El esqueleto se parece a las vigas de una casa en construcción, un armazón recubierto por los músculos y la piel que sostiene los órganos de tu cuerpo. Sirve de soporte para los tejidos blandos y sobre él se apoyan los músculos para poder realizar su función. El esqueleto es como un rompecabezas formado por huesos que se unen entre sí por músculos y ligamentos.
Una de las primeras características que definió al ser humano fue la capacidad de andar erguido sobre los dos pies. Gracias a tu esqueleto puedes caminar derecho! El esqueleto no solo da forma a tu cuerpo sino que ayudado por los músculos te permite también moverte. Además, sostiene y protege órganos, como el corazón, los pulmones o el cerebro.
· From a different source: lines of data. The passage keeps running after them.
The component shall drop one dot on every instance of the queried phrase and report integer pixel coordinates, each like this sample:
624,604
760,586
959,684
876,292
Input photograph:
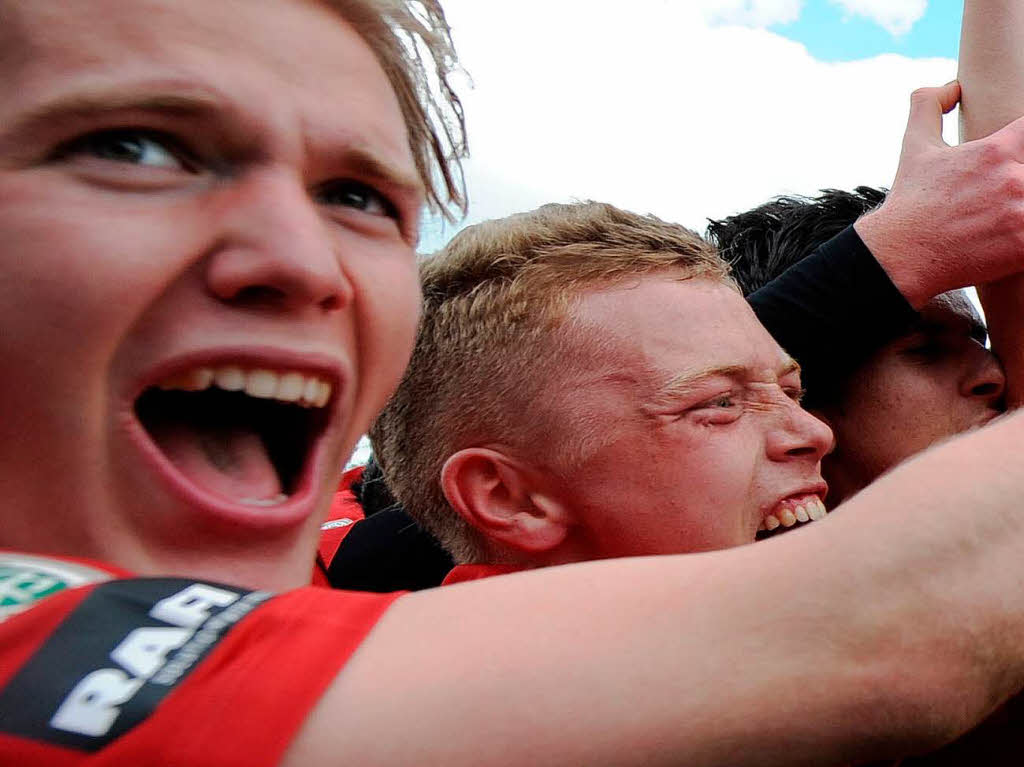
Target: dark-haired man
208,212
933,379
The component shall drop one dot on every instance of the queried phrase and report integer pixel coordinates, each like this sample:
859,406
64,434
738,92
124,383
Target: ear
504,498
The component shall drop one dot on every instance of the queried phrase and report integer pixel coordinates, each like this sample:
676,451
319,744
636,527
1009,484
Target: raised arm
890,627
991,75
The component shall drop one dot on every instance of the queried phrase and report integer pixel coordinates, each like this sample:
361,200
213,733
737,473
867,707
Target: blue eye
796,394
349,194
129,145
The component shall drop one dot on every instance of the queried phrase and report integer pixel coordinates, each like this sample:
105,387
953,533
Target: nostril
986,390
805,451
258,295
331,303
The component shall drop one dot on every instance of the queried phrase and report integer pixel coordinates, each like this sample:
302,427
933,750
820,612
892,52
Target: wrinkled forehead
658,327
264,55
953,310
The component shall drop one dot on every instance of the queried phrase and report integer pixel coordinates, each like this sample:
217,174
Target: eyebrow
684,384
975,328
90,103
182,100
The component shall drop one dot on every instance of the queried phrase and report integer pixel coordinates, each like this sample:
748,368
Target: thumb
924,127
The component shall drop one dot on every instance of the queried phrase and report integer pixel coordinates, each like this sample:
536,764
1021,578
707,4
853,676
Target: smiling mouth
792,513
245,435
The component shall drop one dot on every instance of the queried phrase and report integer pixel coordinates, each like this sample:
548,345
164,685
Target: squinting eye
358,196
128,145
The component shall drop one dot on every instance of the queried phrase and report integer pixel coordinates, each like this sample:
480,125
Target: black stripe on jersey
111,662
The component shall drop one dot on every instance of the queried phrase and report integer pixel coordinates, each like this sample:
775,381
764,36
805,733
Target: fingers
924,128
1012,136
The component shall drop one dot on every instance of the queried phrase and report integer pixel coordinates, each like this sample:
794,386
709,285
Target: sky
688,109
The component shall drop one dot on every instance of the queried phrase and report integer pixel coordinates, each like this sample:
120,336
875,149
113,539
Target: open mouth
792,513
243,435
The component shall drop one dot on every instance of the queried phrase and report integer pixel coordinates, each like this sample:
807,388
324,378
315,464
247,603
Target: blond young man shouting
208,213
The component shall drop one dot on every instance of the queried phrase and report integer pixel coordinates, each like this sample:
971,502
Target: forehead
658,328
954,305
293,67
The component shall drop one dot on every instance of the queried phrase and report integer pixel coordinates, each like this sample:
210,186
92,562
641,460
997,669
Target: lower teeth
274,501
Los huesos de tu esqueleto contienen muchos minerales y son como un gran almacén de donde tu cuerpo los obtiene cuando los necesita.
¿CÓMO PUEDES CUIDAR TU ESQUELETO?
Tu esqueleto necesita huesos duros y resistentes y, para ello, tu alimentación debe ser sana y muy rica en productos como la leche y sus derivados, que proporcionan el calcio y los minerales necesarios. Debes cuidar mucho la posición de tu espalda cuando te sientas para comer, estudiar o ver la televisión y adoptar una postura correcta para que tu columna vertebral no sufra. Pero además también es muy importante que hagas ejercicio, ¡tus huesos para crecer sanos deben moverse!